Sadly, these neat notions have little basis in fact.

“We never discussed that stuff,” says Phoenix. “I didn’t really know anything about that group. And I didn’t want it in my mind. We talked about the war. We watched [Lionel Rogosin’s 1955 docudrama] On the Bowery. That was a key thing. I’d never really seen drunks like that before. When I first read the script I was like, ‘Oh, this guy drinks paint thinner’. It was really interesting for me that Freddie gets on this amazing boat with a ton of free alcohol but he’s so almost addicted to a lack of quality that he’s still mixing his own paint thinner. It’s like a suicidal way to drink.That feeling of hopelessness and that desperation for a chemical release you get in On the Bowery, that’s when I knew Paul wanted me to go fully fucked up.”

What does he think the film is about?

“The one resonant thing for me was the feeling you may have when you love somebody and – for whatever reason – its not right for this moment. And it hurts so bad because, in so many ways, it seems like it’s right and like you know each other. And you almost can’t live with the idea that you can’t be together in this life. So I think in some ways you’re holding out that for a chance to be with them in another life. It’s about that hope.”

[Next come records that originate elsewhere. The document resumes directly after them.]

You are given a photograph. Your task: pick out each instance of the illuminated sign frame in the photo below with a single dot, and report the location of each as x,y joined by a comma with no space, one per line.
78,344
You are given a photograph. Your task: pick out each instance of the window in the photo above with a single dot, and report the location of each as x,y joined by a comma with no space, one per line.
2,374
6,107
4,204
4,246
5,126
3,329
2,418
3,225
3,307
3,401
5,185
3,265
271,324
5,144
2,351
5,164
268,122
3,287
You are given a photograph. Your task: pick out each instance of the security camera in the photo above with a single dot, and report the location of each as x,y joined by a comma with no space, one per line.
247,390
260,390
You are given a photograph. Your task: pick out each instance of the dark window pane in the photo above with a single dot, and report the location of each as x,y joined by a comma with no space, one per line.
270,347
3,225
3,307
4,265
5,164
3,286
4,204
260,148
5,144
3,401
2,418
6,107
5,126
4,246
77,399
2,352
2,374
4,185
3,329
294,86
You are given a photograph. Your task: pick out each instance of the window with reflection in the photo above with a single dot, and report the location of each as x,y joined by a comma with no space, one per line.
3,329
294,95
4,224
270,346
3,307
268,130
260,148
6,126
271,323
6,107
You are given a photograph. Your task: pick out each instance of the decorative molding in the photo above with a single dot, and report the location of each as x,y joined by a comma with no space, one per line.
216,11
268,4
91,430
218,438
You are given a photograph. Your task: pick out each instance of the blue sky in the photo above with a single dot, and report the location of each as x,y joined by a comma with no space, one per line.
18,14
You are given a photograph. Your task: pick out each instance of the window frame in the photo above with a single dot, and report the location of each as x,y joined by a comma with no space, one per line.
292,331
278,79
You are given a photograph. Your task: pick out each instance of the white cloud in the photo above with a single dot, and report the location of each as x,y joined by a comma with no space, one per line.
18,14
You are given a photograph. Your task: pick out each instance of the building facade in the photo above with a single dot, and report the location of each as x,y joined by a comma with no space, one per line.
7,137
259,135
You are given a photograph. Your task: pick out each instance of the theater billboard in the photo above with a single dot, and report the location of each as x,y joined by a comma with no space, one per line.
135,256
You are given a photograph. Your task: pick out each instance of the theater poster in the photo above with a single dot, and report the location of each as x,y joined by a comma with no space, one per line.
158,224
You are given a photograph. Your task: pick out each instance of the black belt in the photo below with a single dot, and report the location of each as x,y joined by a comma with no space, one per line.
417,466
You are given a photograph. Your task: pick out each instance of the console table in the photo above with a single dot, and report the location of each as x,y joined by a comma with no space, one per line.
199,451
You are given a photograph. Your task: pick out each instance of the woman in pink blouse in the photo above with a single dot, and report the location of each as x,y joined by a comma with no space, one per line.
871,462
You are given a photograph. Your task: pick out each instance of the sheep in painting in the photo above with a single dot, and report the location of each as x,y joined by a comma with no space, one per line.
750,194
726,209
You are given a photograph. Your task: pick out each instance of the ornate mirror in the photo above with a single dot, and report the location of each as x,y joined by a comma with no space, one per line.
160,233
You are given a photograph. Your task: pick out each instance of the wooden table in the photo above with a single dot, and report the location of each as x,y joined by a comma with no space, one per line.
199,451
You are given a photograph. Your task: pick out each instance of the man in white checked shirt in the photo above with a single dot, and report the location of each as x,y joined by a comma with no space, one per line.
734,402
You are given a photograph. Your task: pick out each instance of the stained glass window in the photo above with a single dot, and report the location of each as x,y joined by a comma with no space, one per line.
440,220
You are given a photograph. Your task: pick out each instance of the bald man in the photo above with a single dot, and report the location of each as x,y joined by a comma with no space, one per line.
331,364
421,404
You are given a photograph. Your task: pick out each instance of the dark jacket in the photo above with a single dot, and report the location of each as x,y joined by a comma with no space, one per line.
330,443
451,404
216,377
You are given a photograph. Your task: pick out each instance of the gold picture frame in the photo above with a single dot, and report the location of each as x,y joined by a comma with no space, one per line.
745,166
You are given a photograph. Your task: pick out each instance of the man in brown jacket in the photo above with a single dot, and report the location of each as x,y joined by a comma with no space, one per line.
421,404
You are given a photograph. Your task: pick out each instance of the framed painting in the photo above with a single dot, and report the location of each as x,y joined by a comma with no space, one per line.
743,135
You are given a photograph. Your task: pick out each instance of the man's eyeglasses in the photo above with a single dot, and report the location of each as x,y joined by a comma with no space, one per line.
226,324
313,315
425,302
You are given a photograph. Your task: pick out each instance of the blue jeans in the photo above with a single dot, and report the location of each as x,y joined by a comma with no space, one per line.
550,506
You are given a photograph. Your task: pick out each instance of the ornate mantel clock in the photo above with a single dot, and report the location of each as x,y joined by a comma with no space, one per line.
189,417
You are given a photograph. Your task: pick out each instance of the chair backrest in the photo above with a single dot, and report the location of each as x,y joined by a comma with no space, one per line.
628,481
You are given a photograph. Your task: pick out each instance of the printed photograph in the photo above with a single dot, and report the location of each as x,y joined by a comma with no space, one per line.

The Master marks a return to the fray for Phoenix who hasn’t appeared in a feature film since 2008. In early 2009, as part of his prankster duties for the 2010 mockumentary I’m Still Here, a dishevelled Phoenix appeared on The David Letterman Show to renounce acting in favour of hip-hop. Phoenix’s subsequent faux-breakdown sent the gossip sheets into overdrive. He’s never recovered from seeing his brother River die in 1993, postulated some; he’s always played weirdos and oddballs, suggested others unhelpfully.

In reality, Phoenix and his co-conspirator and brother-in-law Casey Affleck were working to an exact timeline: their agents had a copy of the schedule.

“I did some really stupid shit that was completely over the top,” recalls Phoenix. “In some ways, I didn’t want to commit. I wanted to wink at the audience and turn everything into a bad SNL skit. Casey was there to say ‘That’s bullshit, either you fucking do it or you don’t’. I would come back from one of the public appearances and he’d be like, ‘You’re a fucking idiot. You’ve ruined everything’. Except then the press would believe it. And at some point, we realised we could do anything. No matter how crazy it seemed. I’m not sure that’s because people really bought it or because it was just more fun to write about.”

Phoenix would be the first to admit he’s never been press-savvy and that often, his representatives can be heard asking: “What have you said now?” The actor, currently the bookies’ favourite to take home an Academy Award next spring, has recently found himself apologising for questioning the value of the Oscars. This is typical, he notes, of how he mouths off without thinking.